Liam Davin was on Red FM on Thursday morning and told host Neil Prendeville of his horror at discovering that a group of teenagers had force-fed his son twigs and made him expose himself.
John Looney, a volunteer with the Cork City Hospitals Children’s Club, heard the boy’s father tell how the gang uploaded footage of the assault to social media.
Mr Looney contacted the programme to offer Mr Davin’s son a place on the charity’s annual trip to Disneyland Paris.
“What happened to that boy was absolutely diabolical,” Mr Looney said.
“We thought, why not bring him along [to Disneyland]? He is going to have it tough over the next days and weeks so this is something to look forward to, and his family will know that he will be with a group that will look after him 110%,” he said.
Mr Davin in turn contacted Mr Looney to express his gratitude. “He was absolutely over the moon with it and said it was a lovely gesture,” Mr Looney said.
Founded in 1992, the Cork City Hospitals Children’s Club brings sick and deserving children from Cork University Hospital, Mercy Hospital, St Gabriel’s, and the Cork Deaf Association on various trips, including an annual visit to Disneyland.
The charity is made up of a group of some 40 volunteers. Donations can be made to the charity’s account at Bank of Ireland, Wilton. Sort code 90-28-05, account number 34653800.
THANKS @ckchildrensclub who will send Carrigaline teen to Eurodisney in October. Father says he will love it. http://t.co/jjzH465ODB— Neil Prendeville (@NeilRedFM) April 2, 2015
Meanwhile, a spokesperson for Minister for Children and Youth Affairs James Reilly said that any contact between the minister and the boy is “a private matter”.
It was reported that Mr Reilly has made contact with the Davin family, and said the case had left him “appalled as a minister and upset as a parent”.

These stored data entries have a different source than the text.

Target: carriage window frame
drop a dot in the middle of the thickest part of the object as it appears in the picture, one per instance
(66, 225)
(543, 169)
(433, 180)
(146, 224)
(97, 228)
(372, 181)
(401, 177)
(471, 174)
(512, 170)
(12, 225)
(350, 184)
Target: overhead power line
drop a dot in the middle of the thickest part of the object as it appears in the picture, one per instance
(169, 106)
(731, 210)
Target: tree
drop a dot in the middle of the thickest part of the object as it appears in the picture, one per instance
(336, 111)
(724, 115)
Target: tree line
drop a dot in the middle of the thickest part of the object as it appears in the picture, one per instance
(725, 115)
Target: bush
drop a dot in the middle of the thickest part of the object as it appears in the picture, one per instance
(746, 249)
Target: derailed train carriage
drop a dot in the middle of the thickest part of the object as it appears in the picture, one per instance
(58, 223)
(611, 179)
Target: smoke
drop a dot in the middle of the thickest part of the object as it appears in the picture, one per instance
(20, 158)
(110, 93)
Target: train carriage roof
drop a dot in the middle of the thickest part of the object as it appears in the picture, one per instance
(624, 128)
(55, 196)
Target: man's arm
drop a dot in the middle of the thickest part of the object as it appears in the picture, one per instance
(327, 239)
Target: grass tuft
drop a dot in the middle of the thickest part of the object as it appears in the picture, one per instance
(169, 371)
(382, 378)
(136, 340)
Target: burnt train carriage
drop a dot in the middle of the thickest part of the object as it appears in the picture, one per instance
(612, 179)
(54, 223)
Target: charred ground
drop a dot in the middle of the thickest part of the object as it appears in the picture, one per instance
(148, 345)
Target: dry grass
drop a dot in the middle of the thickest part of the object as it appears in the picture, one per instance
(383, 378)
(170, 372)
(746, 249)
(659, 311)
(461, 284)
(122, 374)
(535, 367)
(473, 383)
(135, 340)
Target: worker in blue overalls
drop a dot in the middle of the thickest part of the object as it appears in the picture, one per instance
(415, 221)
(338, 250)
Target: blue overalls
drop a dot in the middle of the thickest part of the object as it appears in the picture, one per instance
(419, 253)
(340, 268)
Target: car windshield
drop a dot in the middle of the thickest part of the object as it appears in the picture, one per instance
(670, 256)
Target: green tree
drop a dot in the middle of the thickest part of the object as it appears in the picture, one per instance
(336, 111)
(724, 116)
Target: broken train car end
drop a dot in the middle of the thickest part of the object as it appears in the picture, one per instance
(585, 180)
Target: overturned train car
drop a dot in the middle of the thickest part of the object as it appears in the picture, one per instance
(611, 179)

The spokesperson declined to comment on the reports and said it was a private matter for Mr Reilly.
Mr Reilly had spoken of the incident at the opening of the Snowflakes autism support centre for children, in Swords, Dublin, on World Autism Day on Thursday.
Mr Reilly, whose adult son has autism, said he could not “let the opportunity pass” without commenting on what had happened, adding that the incident was shocking for the entire population.
“I just want to say I can’t say much about that because it’s a matter for the gardaí, but I will say this: Such behaviour is unacceptable, it’s utterly disrespectful. When we diminish others we do more to diminish ourselves.”